Shortly after, Brookfield School relocated from Fairlee Road, Newport to Barton Manor. The boarding school was run by its Headmaster, Tony Williams who founded the school in 1953 and had around 30 boarders between the ages of 9 and 16. Williams, who used to be in the Royal Navy, thought that with his Naval and scholastic experience, he could create an 'unconventional' school that could be of real benefit to the country's educational system.

However, amid some scandal, the school closed its doors in 1955. Despite this, there is some evidence that the manor stayed in the Williams family, as in May 1960 it was given as the address for Captain T G Williams, who may have been Tony William's younger brother. Captain Williams and his crew had to be rescued from his ship, 'J T & S', a 129-ton Irish Schooner which was set ablaze, following an engine-room blow-out.

===Mr J V Figgins (1962-1964)===

In January 1962, it was reported that Barton Manor had been sold to a Mr J V Figgins of Portsmouth and Waterlooville. At the time, Figgins also owned Fort Warden Holiday Camp in Colwell Bay on the Isle of Wight, but his main business was in construction and plant hire. It was said that the building was in need of modernisation and after doing this, it would become his private residence.

===Miss Joyce Annie Holt (1964-1967)===

It was reported that Joyce was a lady of means and that in her younger days, she moved in 'that circle of people'. In later life, she amassed a valuable collection of books, together with antiques. She also had a bookshop in Newport, on the Isle of Wight.

Joyce Holt acquired Barton Manor sometime around 1964, after moving from Newport on the Isle of Wight.

===Lady Eva Mary Price (1967-1976)===

Lady Price, known as Eve, was the widow of Sir Henry Price, 1st Baronet, who was a British businessman and philanthropist. Born in 1908, she was thirty years younger than her husband. Their family home was originally Wakehurst Place, an Elizabethan mansion built in 1590 and set in 500 acres. When Sir Henry died in 1963, he left Wakehurst Place to the nation, although Lady Price had the right to stay there for the rest of her life. However, some years later she decided to move to the Isle of Wight and bought Barton Manor.

Both keen botanists, both Sir Henry and Lady Price had roses named after them. They were the Pieris formosa 'Henry Price' and the Viburnum tinus 'Eve Price'.

Lady Price died in April 1993. Her and Sir Henry Price's private antique collection was sold for £4.1 million in November 2000 by auction at Sotheby's.

===Anthony Goddard (1976-1991)===

Anthony Goddard purchased Barton Manor in March 1976. During his ownership, he turned the estate into a popular visitor's attraction and added a high-quality vineyard, producing some 30,000 bottles of wine each year. Goddard sold the manor in October 1991.

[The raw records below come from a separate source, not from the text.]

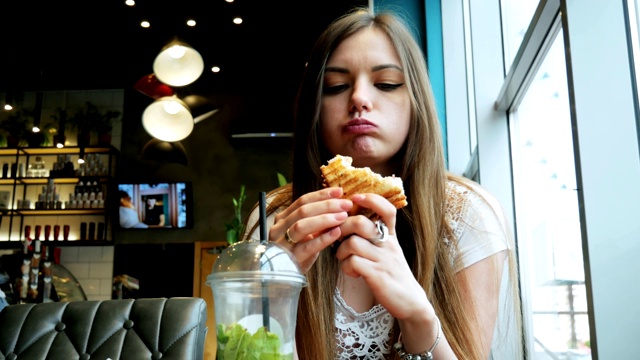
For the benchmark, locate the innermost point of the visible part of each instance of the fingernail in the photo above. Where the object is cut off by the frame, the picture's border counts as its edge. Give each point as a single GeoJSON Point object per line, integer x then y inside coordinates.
{"type": "Point", "coordinates": [336, 192]}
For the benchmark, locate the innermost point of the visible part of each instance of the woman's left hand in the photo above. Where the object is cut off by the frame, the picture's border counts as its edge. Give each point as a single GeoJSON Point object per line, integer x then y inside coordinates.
{"type": "Point", "coordinates": [382, 265]}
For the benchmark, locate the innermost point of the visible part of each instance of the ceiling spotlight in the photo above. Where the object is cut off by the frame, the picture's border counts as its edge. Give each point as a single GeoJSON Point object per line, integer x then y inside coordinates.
{"type": "Point", "coordinates": [178, 64]}
{"type": "Point", "coordinates": [168, 119]}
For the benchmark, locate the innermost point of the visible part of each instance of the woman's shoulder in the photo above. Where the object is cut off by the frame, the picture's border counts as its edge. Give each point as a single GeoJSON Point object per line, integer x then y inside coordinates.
{"type": "Point", "coordinates": [468, 203]}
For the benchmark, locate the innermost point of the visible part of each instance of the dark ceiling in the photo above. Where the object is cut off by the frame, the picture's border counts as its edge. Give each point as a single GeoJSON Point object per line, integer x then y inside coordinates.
{"type": "Point", "coordinates": [99, 44]}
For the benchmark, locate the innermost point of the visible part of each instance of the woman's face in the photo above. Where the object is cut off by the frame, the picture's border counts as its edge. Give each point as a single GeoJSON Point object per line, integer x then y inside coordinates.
{"type": "Point", "coordinates": [365, 109]}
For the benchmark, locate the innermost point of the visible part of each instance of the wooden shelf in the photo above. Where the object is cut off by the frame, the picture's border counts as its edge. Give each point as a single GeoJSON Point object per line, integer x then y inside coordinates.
{"type": "Point", "coordinates": [13, 244]}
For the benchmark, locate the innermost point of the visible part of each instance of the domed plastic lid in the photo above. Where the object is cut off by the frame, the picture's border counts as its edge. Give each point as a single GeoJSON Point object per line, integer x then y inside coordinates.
{"type": "Point", "coordinates": [252, 260]}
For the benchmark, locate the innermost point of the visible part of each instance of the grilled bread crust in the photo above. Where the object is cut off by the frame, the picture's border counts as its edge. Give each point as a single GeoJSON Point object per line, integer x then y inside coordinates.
{"type": "Point", "coordinates": [339, 173]}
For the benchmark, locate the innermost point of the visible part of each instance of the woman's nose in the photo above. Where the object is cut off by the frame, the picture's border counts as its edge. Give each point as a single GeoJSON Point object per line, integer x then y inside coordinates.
{"type": "Point", "coordinates": [361, 99]}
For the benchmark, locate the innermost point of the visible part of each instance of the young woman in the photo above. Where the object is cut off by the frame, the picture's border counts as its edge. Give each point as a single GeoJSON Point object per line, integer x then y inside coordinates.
{"type": "Point", "coordinates": [433, 287]}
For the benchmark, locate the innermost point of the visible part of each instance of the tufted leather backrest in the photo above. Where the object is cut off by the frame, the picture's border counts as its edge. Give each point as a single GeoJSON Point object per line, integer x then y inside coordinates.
{"type": "Point", "coordinates": [158, 328]}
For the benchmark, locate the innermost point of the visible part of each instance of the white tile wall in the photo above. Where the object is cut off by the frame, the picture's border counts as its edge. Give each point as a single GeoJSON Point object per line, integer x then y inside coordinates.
{"type": "Point", "coordinates": [93, 268]}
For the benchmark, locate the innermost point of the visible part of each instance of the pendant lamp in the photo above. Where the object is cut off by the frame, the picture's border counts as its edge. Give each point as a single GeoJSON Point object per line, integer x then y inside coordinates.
{"type": "Point", "coordinates": [200, 106]}
{"type": "Point", "coordinates": [168, 118]}
{"type": "Point", "coordinates": [152, 87]}
{"type": "Point", "coordinates": [178, 64]}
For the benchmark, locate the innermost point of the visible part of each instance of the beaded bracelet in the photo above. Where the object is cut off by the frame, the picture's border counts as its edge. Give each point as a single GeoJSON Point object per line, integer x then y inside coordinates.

===Robert Stigwood (1991-2006)===

Barton Manor was later bought by Australian film and music tycoon Robert Stigwood, who bought the estate in October 1991. At the time, it was valued at just over £1.15 million. Stigwood said that he wanted the estate to be his UK residence.

At the time of purchase, he promised to keep the gardens and vineyards open to the public.

Robert Stigwood sold the estate in 2006.

===Panaghis & Sally Ann Lykiardopulo (2006-2012)===

Barton Manor was put on the market in 2004 for around £9 million. In 2006, the new owners stated that they wished to remain anonymous, but invited fundraisers to continue holding events in the grounds. It later transpired that the owner was Panaghis Lykiardopulo and his wife, Sally Ann.

===Alex Haig-Thomas (2012- )===

It was reported (incorrectly) that Alex Haig-Thomas bought Barton Manor in 2012 for £9 million, the same price that it was advertised for in 2004. Haig-Thomas was described as an online gaming entrepreneur. Furniture from the manor was sold at auction just prior to the sale.